I wouldn’t worry about two disks from the same manufacturer failing in order as unless you get a bad batch they tend to fail more or less randomly.

Bayonet · April 17, 2016, 2:38pm

Thanks for the quick reply.
Are you saying that RAID1 works differently to the traditional implementation where a four disk array would consist of one data disk and three parity disks. But here there is only one set of data and one parity, even with four disks? So with BTRFS would two drives failing have a greater chance of data lose than with ZFS or Hardware RAID due to the data being distributed randomly across all drives in the pool? Perhaps my understanding of BTRFS is lacking, but it seems crazy that if a pool were 100% full and two drives were lost there would be a 100% chance of some data loss.

Spectre694 · April 17, 2016, 2:54pm

That is correct RAID is defined and implemented differently in BTRFS vs HW ZFS RAID. It makes different assumptions based for capacity vs performance vs reliability.

BTRFS:

RAID 1 = all data mirrored on any two drives (can handle one failure)
RAID 10 = all data mirrored on two different pair and then striped across those pairs ( can lose a disk)
RAID 5 = data exists on (n-1) drives with parity on one disk (can lose a disk)
RAID 6 = data exists on (n-2) drives with parity on two disks)

HW:

RAID 1= data from one disk is copied to all others
RAID 10 = two mirrored pairs are striped ( for larger than 4 it would depend on what the implement could handle ) likely increase striped pairs
RAID 5 = same
RAID 6 = same

In this case a btrfs RAID 1 (using RAID 1 for ease of explanations) array capacity of 12 drives can survive one failure and has a capacity of one half (if all are the same size)

A traditional HW RAID 1 of 12 drives could survive 11 failures but has a capacity of one drive. A HW RAID 10 of 12 drives should equal the same space but lose less drives (depends on implement though). (both are exceedingly strange choices for an array)
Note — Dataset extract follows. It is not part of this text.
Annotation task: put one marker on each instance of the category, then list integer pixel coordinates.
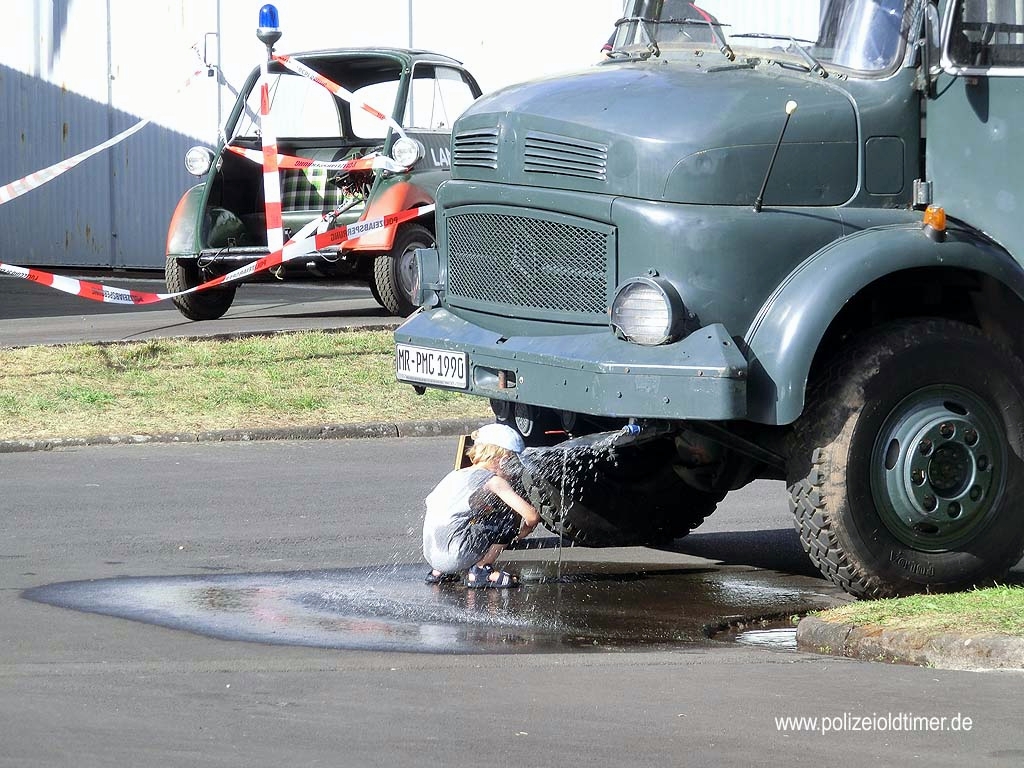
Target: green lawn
(185, 385)
(996, 610)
12 disks is either time to split the array or switch to RAID5/6

Bayonet · April 18, 2016, 6:41am

So there is really no practical advantage of RAID1 over RAID5, both only have a single point of failure. Sounds like RAID6 is the only way to go for reasonable redundancy.
How about performance, would RAID10 still have greater IOPS and sequential speeds than RAID5/6?
I did some looking around the web to find more information, but have come up short. I also seem not to be the only one unsure of BTRFS’s differences: https://www.reddit.com/r/linuxquestions/comments/3de7z4/can_i_put_my_trust_into_btrfs_yet/ct4mcee

Spectre694 · April 18, 2016, 2:21pm

Haha ya btrfs does a few things differently from traditional implements in order to give it the flexibility to change RAID levels and use different sized disks plus others.
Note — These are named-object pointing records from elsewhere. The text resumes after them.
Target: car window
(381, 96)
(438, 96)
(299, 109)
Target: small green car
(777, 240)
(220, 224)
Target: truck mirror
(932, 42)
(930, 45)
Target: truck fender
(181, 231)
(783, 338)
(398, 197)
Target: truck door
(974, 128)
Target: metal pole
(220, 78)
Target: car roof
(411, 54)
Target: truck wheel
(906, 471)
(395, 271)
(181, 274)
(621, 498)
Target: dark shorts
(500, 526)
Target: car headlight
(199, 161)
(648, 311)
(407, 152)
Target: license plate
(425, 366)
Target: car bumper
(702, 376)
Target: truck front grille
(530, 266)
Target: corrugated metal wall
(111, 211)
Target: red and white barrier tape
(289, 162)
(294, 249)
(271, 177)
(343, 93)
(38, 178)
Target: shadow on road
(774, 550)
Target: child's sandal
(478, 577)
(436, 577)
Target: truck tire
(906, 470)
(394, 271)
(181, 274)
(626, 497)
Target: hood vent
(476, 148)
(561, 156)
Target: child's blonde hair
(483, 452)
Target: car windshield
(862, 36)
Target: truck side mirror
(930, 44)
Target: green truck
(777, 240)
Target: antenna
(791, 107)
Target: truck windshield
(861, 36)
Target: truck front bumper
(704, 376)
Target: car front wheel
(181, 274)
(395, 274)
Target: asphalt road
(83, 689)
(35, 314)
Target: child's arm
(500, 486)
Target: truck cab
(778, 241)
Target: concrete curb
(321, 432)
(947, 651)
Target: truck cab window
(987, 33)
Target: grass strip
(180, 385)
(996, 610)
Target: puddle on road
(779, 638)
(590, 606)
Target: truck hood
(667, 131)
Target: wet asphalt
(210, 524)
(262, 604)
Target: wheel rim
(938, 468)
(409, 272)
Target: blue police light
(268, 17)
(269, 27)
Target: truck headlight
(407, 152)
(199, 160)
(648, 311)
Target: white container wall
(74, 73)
For RAID1 use when number of disks is low or when they have vastly different capacities (helps maximize space)
For RAID 10 use with > than 4 disks and when IOPS and write/read speed are key .
RAID5/6 use with > 4/5 disks [can be used with less if you really want] and when capacity and read speeds (should have faster sequential reads than 10 if given enough disks) are key.
[except for RAID 1 all should have no issue saturating a gigabit port though]

I don’t have a handy link detailing all of the differences between them maybe someone else here does.

Bayonet · April 18, 2016, 2:47pm

I probably should have mentioned that I am running 10Gb, so my aim was to get speeds as close to that as possible. But while important data is backed up on something else, I would like a bit more redundancy than BTRFS can give with RAID10, so it sounds like RAID6 will be the best option in my situation.
Thanks very much Spectre for your help on this.

I wonder if a moderator could please move this thread to the BTRFS category.

OpenSourceUser · April 18, 2016, 6:31pm

It might also be possible to convert RAID6 (2 drives parity) to something with 3 oder more parities later on. There is a patch, but it seems like this feature will not be integrated in the official branch. =/
I wouldn’t be concerned about drives from the same manifacturer failing after a specific time. There are reports of big data centers saying that drive failures happen rather randomly even if there has been a firmware issue like the one causing the LCC to go up as hell in no time.

phillxnet · April 18, 2016, 9:53pm

Tagged as BTRFS as requested.

@Bayonet Welcome to the Rockstor community.